Making the Distinction?

Project manager is in charge of day to day operations. Project lead is thinking about high level requirement, more strategically, and becomes liaison between systems and the rest of the library. (e.g. public services project, would have public services librarian) Decisions are made collaboratively.

Once it settles in, make an oversight team for maintenance purposes.

The Culture of Process

Product is the reflection of the process? But, want to see evidence of process. Without ‘evidence’ of the process, what about accountability and transparency? The evidence can also be a good reference so that you don’t have to explain.

Get people to meet to discuss what they’re going to do.
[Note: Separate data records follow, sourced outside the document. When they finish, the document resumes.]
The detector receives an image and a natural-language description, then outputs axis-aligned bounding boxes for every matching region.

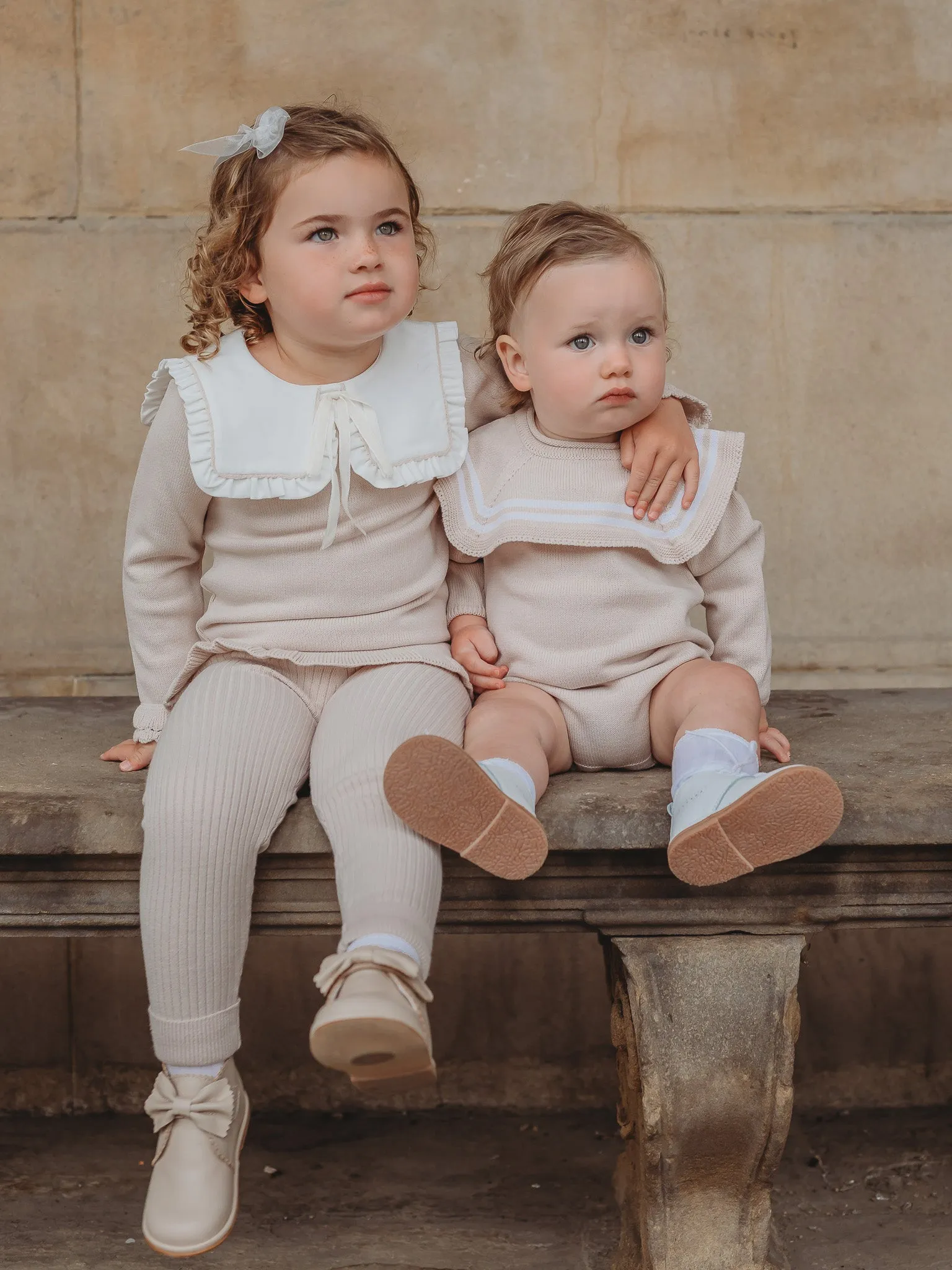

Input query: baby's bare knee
[465,683,561,748]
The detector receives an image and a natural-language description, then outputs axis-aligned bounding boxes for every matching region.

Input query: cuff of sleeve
[132,705,169,745]
[447,560,486,623]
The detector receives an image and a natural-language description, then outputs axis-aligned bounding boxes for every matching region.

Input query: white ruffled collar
[142,320,467,520]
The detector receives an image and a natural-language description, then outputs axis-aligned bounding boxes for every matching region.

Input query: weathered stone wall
[0,0,952,1109]
[0,0,952,691]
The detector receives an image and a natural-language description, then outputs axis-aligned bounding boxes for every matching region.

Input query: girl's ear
[496,335,532,393]
[239,270,268,305]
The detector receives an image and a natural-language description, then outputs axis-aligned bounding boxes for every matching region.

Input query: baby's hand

Can cut down a lot in the amount of time spend doing things that aren’t needed, and waiting for dependencies.

Staff frequently also think they know what users want better than users.

Project FUBAR Lightning Talk

Slides

Major Projects

  • Islandora + digital repository initiative on campus
  • Sierra – ILS
  • EZProxy

Timeline

  • Islandora: lots of delays in development
  • ILS: had to go beta early

Option for Failure?

  • mission critical projects, must be salvaged
  • how to deal with other people’s projects failure – vendors didn’t deliver
  • plan for the worst before the worst happens

How to Successfully Survive a Mandated Project

  • practice good communication
  • know the political ramifications of your actions to yourself and the chain of command
  • work to manage expectations
  • be prepared to clean up any messes and make any changes
  • Souce: Ellern, Jill. “How to Successfully Survive a Mandated Project,” Computers in Libraries 31, no. 9 (Nov 2011): 16-20.

The Right Approach

Baby Porcupine

This is a reference to the Dilbert comic called “The Right Approach”, which a porcupine says that “we must stick them with quills – it’s the only way!”, because the ‘correct’ approach in any situation is the only approach you know.

While the project I worked on wasn’t quite like this, it was more the ‘the status quo’ is the best approach.

Project Failures

Slides

Seagull failure

  • “seagull manager flies in, makes a lot of noise, craps on everything then flies off again leaving a big mess behind” -urbandictionary

Examples – Fail Projects

Never went live

  • statistics dashboard for collections and services
  • web app to add photo information to specific photo collection

Fail by Bloat

  • Instruction workshop scheduler – supports weird business rules

Managing Risk

  • building diverse teams
  • expecting dead ends
  • having fall-back plans
  • learn to say ‘no’ (preventing project creep), list features and possibly impact and complexity
  • fault-tolerant schedules
  • establishing flexible goals at the start
  • communicate
  • making sure it fits in the strategic plan (helps with funding)
  • prototype/drafting to make sure it’s feasible
  • make product resilient, assuming someone will try to break it
  • launch checklist by VCU

It’s All About Communications

Need to communicate with the staff. Present and allow feedback. Need to give people an outlet to provide feedback and response to feedback. You don’t need to implement most of it.

Don’t assume that the person is ignorant, dumb, or just out to get you. You’re not always right, and sometimes ideas are tossed in just to make people think.

When a Project has Failed

Do a post-project review and go over the failure points. Post-mortem meetings can be very cathartic (even if it ends up being a rant).

Learn from your mistakes. You should always do this even if the project didn’t actually fail.

Cold

Now it’s back to braving the cold at the end of the pre-conference day.